Ai tempi di Mani Pulite, andò per la maggiore questa espressione burocratico-tribunalizia: la «dazione ambientale», cioè la tangente. All’epoca di Ricucci e compagnia, svettò la proverbiale e cruda immagine: «Stai a fa’ er fr... col c... mio». «Escort» è stato il totem linguistico della vicenda D’Addario. Ora si torna all’antichissimo e si dice, come minimo: «Zoccolette» (dichiarazione di Iva Zanicchi, ieri: «Bisogna credere alle parole delle varie zoccolette?»).
Va molto il linguaggio retrò. Si pensava che l’aggettivo «discinte» e il sostantivo «reggipetto» fossero in disuso ormai. E invece, nei racconti esterrefatti delle feste di Hardocore che fornisce l’ex prefetto Ferrigno, riecco queste parole fuori moda. Egli dice pure: «Mutandine strette». Non è più semplice dire «tanga»? Rispetto allo scandalo D’Addario, sono cambiate le desinenze. Allora c’era l’«ini» (Tarantini), adesso c’è l’«elli» (Spinelli). Trattasi di due persone che svolgono, uno allora e l’altro adesso, lo stesso compito. Ovvero? Altra parola nuova, usata dai pm nei loro atti: il «convogliatore» di ragazze. Cioè quello che le porta alle feste o si limita a pagarle. «Malato» è un aggettivo frutto di ripescaggio dall’idioma veronichese (della Lario) e l’amica della Minetti lo rispolvera in abbondanza: «Quello è malato, ma proprio malato». E diventa anche gioco la malattia, con Lele Mora che istruisce una ragazza: «Vestiti da infermiera con camice bianco e sotto niente. A lui piace fare il finto malato». Parole banali?

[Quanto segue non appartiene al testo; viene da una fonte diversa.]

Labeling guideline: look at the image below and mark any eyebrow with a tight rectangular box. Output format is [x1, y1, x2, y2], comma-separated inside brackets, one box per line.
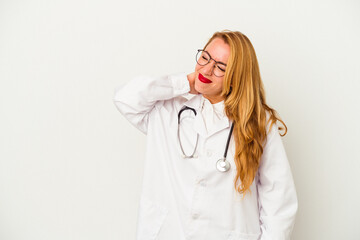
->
[204, 50, 227, 66]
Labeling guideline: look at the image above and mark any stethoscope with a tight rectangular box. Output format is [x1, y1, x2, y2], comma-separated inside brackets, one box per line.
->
[177, 106, 234, 172]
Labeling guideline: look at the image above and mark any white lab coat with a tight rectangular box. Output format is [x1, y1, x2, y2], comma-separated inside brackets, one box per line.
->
[114, 73, 298, 240]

Ci sono anche quelle inconsapevolmente rubate - da Ruby Rubacuori - alla grande letteratura. «Lui è triste e solo», racconta la ragazza parlando del Cavaliere. Se fosse più cattiva, avrebbe potuto dire, citando il titolo del celebre romanzo di Osvaldo Soriano: «Triste, solitario y final».